The film starts with promise and ends on a high note but everything in the middle fails to impress. The plotting is dull and overworked; the film only lasts for 87 minutes but feels like a bloated two hour extravaganza. Granted Anderson’s off kilter sensibility leads to a few finely tuned and awesome one liners but on the whole the movie doesn’t generate enough laughter. Several scenes (one in the first third featuring Mr. Fox and Badger springs to mind) are strung out and suffocated by Anderson’s incessant need to be quirky and unique. I applaud individualistic and original filmmaking but Anderson takes his own style and applies it at a sloppy and undiluted rate; leading to a film that reeks far too strongly of the director’s unusual tendencies.

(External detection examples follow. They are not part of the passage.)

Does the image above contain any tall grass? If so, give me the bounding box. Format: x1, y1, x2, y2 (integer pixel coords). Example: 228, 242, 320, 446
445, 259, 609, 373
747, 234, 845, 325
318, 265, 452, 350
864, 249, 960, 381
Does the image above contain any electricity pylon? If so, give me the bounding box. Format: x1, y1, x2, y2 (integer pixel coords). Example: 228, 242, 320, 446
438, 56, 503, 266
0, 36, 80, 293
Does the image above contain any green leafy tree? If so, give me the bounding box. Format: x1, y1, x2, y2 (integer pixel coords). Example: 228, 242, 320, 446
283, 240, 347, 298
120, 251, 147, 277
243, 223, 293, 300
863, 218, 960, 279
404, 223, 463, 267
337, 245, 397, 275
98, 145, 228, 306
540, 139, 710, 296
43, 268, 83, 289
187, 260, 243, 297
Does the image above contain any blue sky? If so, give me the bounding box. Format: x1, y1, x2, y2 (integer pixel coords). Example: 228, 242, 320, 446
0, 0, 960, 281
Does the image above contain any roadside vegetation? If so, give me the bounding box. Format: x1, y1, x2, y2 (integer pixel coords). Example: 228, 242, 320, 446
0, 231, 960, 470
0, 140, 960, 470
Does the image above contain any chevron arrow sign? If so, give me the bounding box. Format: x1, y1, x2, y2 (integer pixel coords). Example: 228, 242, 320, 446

The stop motion animation is good fun but the central “family” themes are turgid and thoroughly recycled. “Fantastic Mr. Fox” half-heartedly tackles marital woes and father/son relationships with uninspired results. The audience never really connects with the characters and the endeavour lacks warm; the enterprise has a coldness that keeps it from getting close to the upper echelons of family entertainment. Ending on a silly dance only goes to further highlight the productions desperation to be seen as a light and goofy piece of cinema, something it never achieves for a variety of ill conceived reasons. “Fantastic Mr. Fox” boasts a few instances of popcorn enlightenment but ultimately descends into a broth of dogmatic preaching from a filmmaker who needs to try harder.